The emergence of high temporal resolution satellite data such as MODIS enables timely monitoring of locust outbreaks from space. This monitoring is hampered by the effect of random atmospheric variations on satellite imagery, which may be suppressed through temporal filtering. This paper aims to evaluate the utility of temporally filtering successive MODIS data in monitoring an outbreak in East China. Of the eight vegetation indices examined, the commonly used NDVI was the most indicative of varying vegetation conditions caused by locust infestation inside the study area. The averaging of three successive days of satellite data improves the R~2 value of NDVI regression models by 0.227 over single-day data. It also outperforms the data averaged from two successive days (a broader window size was not attempted due to the short span of the study period).

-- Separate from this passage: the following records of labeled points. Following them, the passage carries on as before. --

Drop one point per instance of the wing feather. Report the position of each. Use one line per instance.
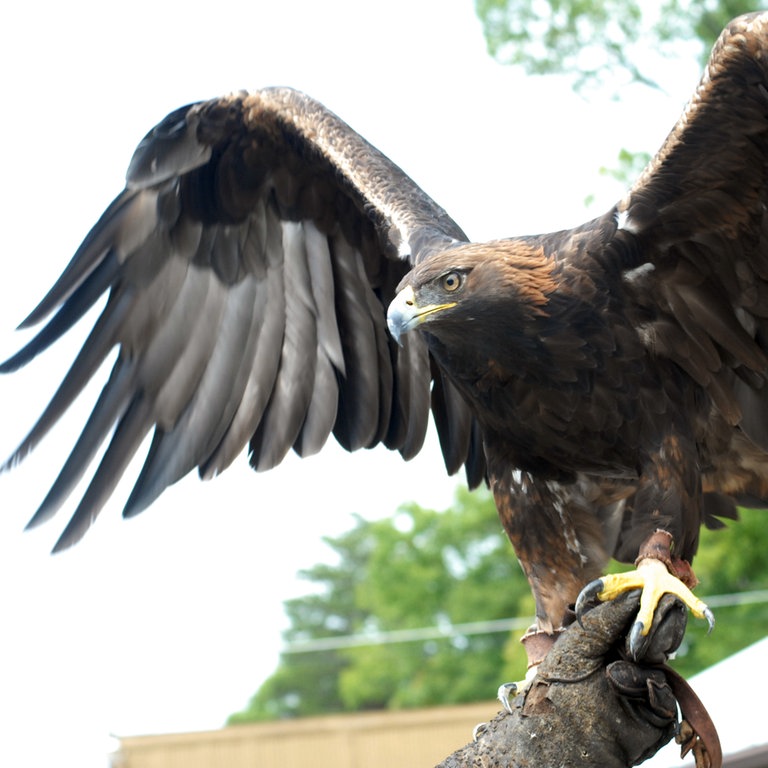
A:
(249, 263)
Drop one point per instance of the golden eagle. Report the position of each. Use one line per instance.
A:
(266, 269)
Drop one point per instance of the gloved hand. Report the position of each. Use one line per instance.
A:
(589, 705)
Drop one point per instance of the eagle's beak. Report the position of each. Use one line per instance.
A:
(404, 314)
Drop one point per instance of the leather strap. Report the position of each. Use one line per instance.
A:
(697, 731)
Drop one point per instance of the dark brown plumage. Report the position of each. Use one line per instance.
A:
(607, 381)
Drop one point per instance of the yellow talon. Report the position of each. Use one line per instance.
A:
(654, 580)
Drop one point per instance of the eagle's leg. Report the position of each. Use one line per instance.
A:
(656, 573)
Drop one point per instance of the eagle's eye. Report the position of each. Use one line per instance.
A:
(451, 282)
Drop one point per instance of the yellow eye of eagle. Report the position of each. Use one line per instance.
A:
(451, 281)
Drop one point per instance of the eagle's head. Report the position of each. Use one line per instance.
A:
(474, 291)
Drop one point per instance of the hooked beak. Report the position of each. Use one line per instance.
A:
(404, 314)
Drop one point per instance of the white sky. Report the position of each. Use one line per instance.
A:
(171, 621)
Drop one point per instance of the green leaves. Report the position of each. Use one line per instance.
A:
(596, 42)
(418, 569)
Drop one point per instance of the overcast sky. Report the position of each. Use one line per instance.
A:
(170, 622)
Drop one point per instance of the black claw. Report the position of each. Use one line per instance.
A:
(637, 640)
(507, 690)
(586, 596)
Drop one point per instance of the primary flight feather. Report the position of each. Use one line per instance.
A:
(273, 279)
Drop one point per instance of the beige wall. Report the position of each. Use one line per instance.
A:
(408, 739)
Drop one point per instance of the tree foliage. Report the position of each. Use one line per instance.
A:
(594, 41)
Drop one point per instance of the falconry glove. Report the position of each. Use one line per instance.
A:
(590, 703)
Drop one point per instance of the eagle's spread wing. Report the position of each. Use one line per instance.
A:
(699, 292)
(249, 263)
(630, 392)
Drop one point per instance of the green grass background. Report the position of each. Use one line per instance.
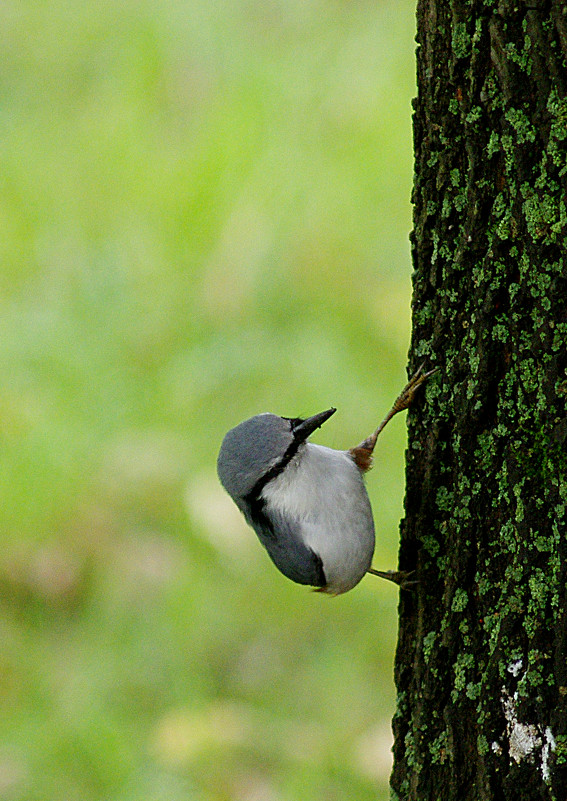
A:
(204, 210)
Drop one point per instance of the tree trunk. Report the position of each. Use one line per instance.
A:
(481, 665)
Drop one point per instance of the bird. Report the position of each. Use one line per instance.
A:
(308, 503)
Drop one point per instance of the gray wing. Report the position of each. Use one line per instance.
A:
(289, 554)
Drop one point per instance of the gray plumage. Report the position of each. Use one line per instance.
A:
(307, 503)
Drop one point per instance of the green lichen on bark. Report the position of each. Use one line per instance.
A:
(483, 639)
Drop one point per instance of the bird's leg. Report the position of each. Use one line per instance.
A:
(362, 454)
(399, 577)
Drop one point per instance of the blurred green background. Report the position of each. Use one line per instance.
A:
(204, 211)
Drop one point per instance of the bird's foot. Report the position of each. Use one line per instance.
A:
(406, 396)
(362, 454)
(400, 577)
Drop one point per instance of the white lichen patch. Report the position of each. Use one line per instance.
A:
(523, 738)
(515, 667)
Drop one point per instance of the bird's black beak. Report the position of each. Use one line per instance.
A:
(305, 428)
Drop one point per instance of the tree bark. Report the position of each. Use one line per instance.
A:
(481, 664)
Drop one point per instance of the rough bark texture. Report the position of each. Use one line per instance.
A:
(481, 666)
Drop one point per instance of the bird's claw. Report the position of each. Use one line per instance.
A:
(399, 577)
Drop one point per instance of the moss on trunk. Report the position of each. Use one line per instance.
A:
(481, 665)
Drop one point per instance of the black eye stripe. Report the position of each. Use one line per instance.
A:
(295, 421)
(274, 471)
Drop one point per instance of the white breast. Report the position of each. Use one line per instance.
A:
(323, 492)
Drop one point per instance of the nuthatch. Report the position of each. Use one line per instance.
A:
(307, 503)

Temporally, NDVI changed at varying rates daily during the outbreak. Early in the outbreak it increased at a reduced pace until 7.5 days. Afterwards it started to decrease at an accelerated rate. If temporally filtered with a proper window size, successive MODIS data allow the outbreak to be monitored accurately (R~2=0.696).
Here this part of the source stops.